# ADA 60P Shrimp tank



## shrimpnmoss (Apr 8, 2011)

Your shrimp tank looks nice. Did you get your moss from AFA? My moss mesh has mini pellia sticking out in random places too.


----------



## sampster5000 (Oct 30, 2010)

Very nice! Everything flows nicely. The hardscape is working really well. How do you like the Malaya soil? I am wanting to try it out.


----------



## DDA (Mar 11, 2010)

shrimpnmoss said:


> Your shrimp tank looks nice. Did you get your moss from AFA? My moss mesh has mini pellia sticking out in random places too.


christmas moss and flame moss from a friend 
fissidens bought from members here


----------



## DDA (Mar 11, 2010)

sampster5000 said:


> Very nice! Everything flows nicely. The hardscape is working really well. How do you like the Malaya soil? I am wanting to try it out.


malaya soil's color match to shou stone


----------



## DDA (Mar 11, 2010)

more pics:


----------



## HolyAngel (Oct 18, 2010)

NICE tank! Reminds me of a southern south American landscape 
Keep up the good work ^^


----------



## lauraleellbp (Feb 3, 2008)

I really like this, you've done an excellent job with the moss placement. :thumbsup:


----------



## narhay (Feb 28, 2007)

Very nice. Would love to see in a few months when it is fully grown in.


----------



## mindy (Dec 22, 2010)

wow! that looks great!! i wish i could get my tank to look even 1/2 that great.


----------



## DDA (Mar 11, 2010)




----------



## nchumley (Mar 29, 2010)

Damn I am jealous. That is a beautiful tank, and no algae at all!


----------



## freph (Apr 4, 2011)

Fissidens! Easily my favorite moss. I love your placement of it...almost like its creeping down the shou stones. What are those leafy plants in the background?


----------



## chiefroastbeef (Feb 14, 2011)

Tank looks great! How did you secure the moss to the rocks? With thread or super glue? or the Force?


----------



## metallicanick78 (Apr 26, 2011)

where did you get the rocks?


----------



## gnod (Mar 24, 2011)

+1 for how you put the fissendens on the rocks


----------



## Centromochlus (May 19, 2008)

Updates?


----------



## Storm (Aug 7, 2011)

Beautiful tank! I'm thinking of getting a 60P and I have a question about your light - The coralife T5HO with 2 bulbs would be too much wattage for low light (2x 24 watt) - do you just leave 1 bulb out of the fixture to avoid algae?

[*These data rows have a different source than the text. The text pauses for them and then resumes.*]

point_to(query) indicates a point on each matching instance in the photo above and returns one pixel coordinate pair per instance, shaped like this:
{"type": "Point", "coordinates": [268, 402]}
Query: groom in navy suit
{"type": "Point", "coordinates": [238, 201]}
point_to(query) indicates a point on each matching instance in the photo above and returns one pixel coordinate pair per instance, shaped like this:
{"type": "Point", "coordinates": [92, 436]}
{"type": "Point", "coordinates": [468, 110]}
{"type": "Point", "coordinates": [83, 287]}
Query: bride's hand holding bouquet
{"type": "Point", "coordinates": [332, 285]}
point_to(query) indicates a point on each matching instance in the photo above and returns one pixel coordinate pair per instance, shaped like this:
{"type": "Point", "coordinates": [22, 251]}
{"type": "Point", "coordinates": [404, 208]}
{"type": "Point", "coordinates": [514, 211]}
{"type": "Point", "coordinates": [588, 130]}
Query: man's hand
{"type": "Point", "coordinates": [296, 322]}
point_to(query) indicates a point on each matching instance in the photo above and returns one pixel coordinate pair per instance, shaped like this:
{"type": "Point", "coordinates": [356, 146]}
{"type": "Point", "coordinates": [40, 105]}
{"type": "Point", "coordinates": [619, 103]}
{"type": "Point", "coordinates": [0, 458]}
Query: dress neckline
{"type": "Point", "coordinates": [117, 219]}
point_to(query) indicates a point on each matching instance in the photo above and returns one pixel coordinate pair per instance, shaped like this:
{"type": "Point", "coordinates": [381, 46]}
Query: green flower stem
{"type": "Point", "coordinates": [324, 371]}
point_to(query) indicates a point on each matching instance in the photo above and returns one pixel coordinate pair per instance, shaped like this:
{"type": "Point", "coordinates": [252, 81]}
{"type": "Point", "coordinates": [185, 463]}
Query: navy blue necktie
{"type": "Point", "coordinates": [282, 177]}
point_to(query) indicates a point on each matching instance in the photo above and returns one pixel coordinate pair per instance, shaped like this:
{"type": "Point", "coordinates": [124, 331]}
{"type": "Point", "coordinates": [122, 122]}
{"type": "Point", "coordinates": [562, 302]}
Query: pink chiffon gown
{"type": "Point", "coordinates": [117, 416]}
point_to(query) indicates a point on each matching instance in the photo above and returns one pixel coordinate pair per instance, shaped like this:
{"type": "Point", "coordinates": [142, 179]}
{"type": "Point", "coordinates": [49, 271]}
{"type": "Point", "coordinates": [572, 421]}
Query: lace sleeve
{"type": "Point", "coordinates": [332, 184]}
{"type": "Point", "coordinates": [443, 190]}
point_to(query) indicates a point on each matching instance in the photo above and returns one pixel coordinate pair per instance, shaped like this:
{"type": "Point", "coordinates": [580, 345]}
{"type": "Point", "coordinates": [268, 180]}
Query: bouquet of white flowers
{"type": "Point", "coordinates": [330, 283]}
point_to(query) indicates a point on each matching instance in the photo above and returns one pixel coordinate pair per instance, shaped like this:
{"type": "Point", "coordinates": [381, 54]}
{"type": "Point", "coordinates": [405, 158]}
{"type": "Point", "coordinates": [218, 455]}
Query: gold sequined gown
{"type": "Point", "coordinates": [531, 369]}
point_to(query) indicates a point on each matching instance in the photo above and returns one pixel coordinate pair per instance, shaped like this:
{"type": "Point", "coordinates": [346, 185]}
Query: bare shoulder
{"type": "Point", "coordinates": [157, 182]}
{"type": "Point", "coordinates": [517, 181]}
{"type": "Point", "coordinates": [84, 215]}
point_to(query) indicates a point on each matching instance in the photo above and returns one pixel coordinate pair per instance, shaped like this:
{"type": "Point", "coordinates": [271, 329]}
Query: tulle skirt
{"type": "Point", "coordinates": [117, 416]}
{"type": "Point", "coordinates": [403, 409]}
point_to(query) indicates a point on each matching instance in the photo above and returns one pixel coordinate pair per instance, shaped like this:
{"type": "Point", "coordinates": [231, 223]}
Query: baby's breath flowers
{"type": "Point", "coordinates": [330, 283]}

The background grasslike plant - is that Blyxa Japonica?

Your beautiful tank is an inspiration!


----------



## dhdnguyen (Mar 2, 2010)

Loving the scape! Especially the fissidens on the stones.

I'm also curious as to how you got the fissidens and moss to stick to the stones.


----------



## bsk (Aug 18, 2010)

Beautiful. This has to rank as one of the nicest low tech shrimp tanks I've seen.


----------



## radioman (Oct 29, 2007)

This tank is amazing!!!! If that is Blyxa in the back, I am wondering how it is surviving with no co2.


----------



## Storm (Aug 7, 2011)

radioman said:


> This tank is amazing!!!! If that is Blyxa in the back, I am wondering how it is surviving with no co2.


It might be a dwarf micro-sword. It's sad when someone sets up a beautiful tank like this and never posts updates. This tank is amazing and I'd love to see what it looks like fully grown in.


----------



## ADAtank (Jul 26, 2011)

tx in da house!


----------



## sayurasem (Jun 17, 2011)

Update pretty please I'm begging you :icon_cry:


----------